In Equation (4), x is the variable that follows Gaussian distribution, and would be used to represent the elemental tensile strength, cohesion, friction angle and elastic modulus in the material model. Figure 3 shows three Gaussian distributions function curves with various σg, i.e., σ g 1 < σ g 2 < σ g 3 . It can be seen that the bigger σg indicates flatter curve and more scattered x. Although σg can reflect the scatter degree of one number set, it cannot give a suitable indicator for more than two number sets which have different mean values or dimensions. The ratio of σg to μ, termed the coefficient of variance, is standardized of σg and always introduced to depict the scatter of several number sets. The coefficient of variance would be used to depict the heterogeneity degree of material properties mentioned above, which is denoted by hcv in this study. The existing tests showed that Poisson’s ratio has little effect on the modeling results [76], and hence a constant Poisson’s ratio is used for all the elements for simplicity.
In this study, the FDM based program, Fast Lagrangian Analysis of Continua in 3 Dimensions (FLAC3D), is used associated with the plastic strain dependent CWFS-TL strength model and statistical model stated above. In FLAC3D, materials are represented by polyhedral elements within a three-dimensional grid that is adjusted by the user to fit the shape of the object to be modeled. Each element behaves according to a prescribed linear or nonlinear stress/strain law in response to applied forces or boundary restraints.

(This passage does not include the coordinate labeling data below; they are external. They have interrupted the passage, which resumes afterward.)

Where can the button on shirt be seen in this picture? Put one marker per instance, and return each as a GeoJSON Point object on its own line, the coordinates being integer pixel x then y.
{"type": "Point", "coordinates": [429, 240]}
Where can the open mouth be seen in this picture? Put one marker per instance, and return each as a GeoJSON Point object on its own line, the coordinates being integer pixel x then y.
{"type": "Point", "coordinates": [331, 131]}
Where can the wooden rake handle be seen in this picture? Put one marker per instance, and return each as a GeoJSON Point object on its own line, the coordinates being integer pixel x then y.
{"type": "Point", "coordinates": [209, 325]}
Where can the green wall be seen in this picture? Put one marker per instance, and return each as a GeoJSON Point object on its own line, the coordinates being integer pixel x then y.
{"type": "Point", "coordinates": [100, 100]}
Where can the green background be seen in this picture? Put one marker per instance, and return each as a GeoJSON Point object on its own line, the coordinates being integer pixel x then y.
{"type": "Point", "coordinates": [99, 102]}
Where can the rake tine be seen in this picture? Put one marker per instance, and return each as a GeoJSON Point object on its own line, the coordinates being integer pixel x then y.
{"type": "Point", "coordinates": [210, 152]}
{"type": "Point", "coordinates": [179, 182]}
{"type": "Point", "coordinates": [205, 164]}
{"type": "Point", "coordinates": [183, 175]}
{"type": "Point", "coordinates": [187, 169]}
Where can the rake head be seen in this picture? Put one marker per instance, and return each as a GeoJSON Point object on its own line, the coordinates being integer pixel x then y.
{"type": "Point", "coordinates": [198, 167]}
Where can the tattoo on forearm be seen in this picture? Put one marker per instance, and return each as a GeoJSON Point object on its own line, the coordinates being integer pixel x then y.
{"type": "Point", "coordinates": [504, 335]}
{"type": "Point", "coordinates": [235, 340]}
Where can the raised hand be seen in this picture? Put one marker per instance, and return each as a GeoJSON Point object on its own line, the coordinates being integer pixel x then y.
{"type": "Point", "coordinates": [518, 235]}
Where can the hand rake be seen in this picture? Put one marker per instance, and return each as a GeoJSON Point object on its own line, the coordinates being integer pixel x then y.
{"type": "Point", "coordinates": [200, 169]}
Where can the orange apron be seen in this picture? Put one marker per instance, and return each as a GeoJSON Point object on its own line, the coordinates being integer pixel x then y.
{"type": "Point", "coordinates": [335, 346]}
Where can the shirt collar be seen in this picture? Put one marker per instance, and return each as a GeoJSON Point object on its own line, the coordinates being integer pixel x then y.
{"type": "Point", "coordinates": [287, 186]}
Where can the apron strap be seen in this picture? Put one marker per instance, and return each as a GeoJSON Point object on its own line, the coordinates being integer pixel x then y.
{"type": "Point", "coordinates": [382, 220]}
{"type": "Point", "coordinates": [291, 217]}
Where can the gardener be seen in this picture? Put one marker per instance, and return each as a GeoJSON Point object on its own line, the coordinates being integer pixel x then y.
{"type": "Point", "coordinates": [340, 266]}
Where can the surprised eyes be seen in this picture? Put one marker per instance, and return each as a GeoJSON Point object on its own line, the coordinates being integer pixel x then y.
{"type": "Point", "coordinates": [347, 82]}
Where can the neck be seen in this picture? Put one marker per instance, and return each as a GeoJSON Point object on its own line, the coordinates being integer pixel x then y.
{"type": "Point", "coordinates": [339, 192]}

The material can yield and flow, and the grid can deform (in large-strain mode) and move with the material that is represented [77]. FLAC3D embodies a number of basic constitutive models for use in the analysis of the mechanical behavior of geomaterials and user-defined constitutive models can also be implemented based on built-in programming language. In this way, FLAC3D has been adopted to study the progressive failure of rock materials with various joints [73,74,75] and deep excavation [72] associated with the presented plastic strain dependent CWFS-TL strength model. Furthermore, the elemental heterogeneity described by Gaussian distribution function would also be incorporated in the program based on the built in programing language in this study.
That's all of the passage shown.